Specifically, we take our suite of digital vision solutions with us to communities in need of access to vision care. Our tools make it possible to conduct many different kinds of vision tests using smartphones and other mobile devices. Using a few simple tools with easy instructions, users obtain an accurate prescription — sometimes it’s the first one they’ve ever had. Then, we work on getting them the eyeglasses they need, at no cost to them.
As part of these projects, we also train local teams to use our online tools, so they can provide ongoing vision care services to their communities. The best part? These tools use well-vetted technology and guarantee accuracy. So teams on the ground don’t need any official optical training to start providing ongoing vision care services.
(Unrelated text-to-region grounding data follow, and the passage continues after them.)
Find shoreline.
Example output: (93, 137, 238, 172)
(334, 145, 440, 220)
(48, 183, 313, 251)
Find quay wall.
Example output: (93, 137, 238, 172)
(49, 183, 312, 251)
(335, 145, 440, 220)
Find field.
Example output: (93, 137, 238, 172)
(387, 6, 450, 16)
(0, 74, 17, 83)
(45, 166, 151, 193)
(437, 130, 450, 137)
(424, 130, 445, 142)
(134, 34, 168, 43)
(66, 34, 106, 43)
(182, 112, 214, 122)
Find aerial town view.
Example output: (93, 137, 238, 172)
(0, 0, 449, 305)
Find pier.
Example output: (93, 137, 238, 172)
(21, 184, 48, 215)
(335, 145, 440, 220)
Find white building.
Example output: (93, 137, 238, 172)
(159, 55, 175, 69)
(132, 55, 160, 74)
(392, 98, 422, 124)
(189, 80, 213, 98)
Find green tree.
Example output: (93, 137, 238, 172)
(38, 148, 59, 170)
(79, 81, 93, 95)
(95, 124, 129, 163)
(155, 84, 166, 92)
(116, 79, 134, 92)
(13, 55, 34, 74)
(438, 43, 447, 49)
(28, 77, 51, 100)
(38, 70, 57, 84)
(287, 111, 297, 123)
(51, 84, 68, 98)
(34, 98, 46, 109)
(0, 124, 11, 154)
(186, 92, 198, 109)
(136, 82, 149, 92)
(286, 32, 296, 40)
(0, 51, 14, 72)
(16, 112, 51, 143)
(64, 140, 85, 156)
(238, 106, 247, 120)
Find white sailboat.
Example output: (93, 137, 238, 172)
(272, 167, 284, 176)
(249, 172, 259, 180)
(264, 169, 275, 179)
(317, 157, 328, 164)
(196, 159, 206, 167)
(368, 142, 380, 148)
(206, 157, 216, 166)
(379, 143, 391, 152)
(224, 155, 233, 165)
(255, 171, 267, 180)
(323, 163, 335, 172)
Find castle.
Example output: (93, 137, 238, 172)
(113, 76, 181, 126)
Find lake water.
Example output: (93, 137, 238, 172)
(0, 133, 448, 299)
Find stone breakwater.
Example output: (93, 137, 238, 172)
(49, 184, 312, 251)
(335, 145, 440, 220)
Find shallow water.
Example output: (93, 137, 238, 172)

A few years ago, Anat Cohen and Dr. Shai Pintov, a teacher and a doctor from the village of Bilu in Israel, decided to retire early and fulfill their lifelong dream to help the population of one of the most underprivileged regions in the world, Kiboga, which is defined by the UN as an “extreme poverty-stricken area.”
They established BIL-Uganda, an initiative to promote the quality of life of Ugandan citizens across health, agriculture, and education through projects that can be led by local teams and have long-term impact.
The collaboration between Luna and BIL-Uganda began after the launch of our Online Refraction Exam Platform, the world’s first medical-grade mobile subjective refraction app that allows you to get a new prescription from a smartphone.
Here’s how Dr. Pintov describes our work together:
“By realizing that there is no data at all about the state of vision of children in Uganda and specifically in Kiboga district and there is no ability to address the problem, I was looking for a solution that does not require skilled workforce and is technically easy to implement in areas where the population has no access to optometry services. Once I heard about a solution of this kind, I realized that it has the maximum potential for solving a very painful problem that has not been solved for decades. And as it is also an integral part of our efforts to empower children in primary schools, eye exams are essential to keep them in the education system.” – Dr. Shai Pintov
Our project with BIL-Uganda took Luna’s on-the-spot vision tests to Kiboga, where our team conducted vision exams while also training a dedicated, local team to continue the work. Dr. Shay Pintov and Anat Cohen led a local team with support from the Luna Chief Optometry Officer Ofer Ancri, our senior optometrist Hani Tsruya, and project manager Ido Goldberg.
Working together, we were able to test the visual acuity of more than 1100 children in one week and provide prescriptions — and eyeglasses — for those who needed vision correction. Furthermore, the BIL-Uganda team was able to learn and apply the entire methodology of the test, except for the optometrist’s final review of the results.
The results continue to inspire us.
As part of our collaboration together, we built a work model and a testing protocol that proved viable in the field. This model allowed us to test many school-aged children in a comprehensive and accurate manner, over a short period of time.
We also gained insights into cultural interfaces and language that will help us build mechanisms that will bridge cultural and technological gaps in future projects.
Thanks to everyone’s hard work, we were able to pilot this new model of bringing our solutions to the people who can benefit most from them. And we’re just getting started.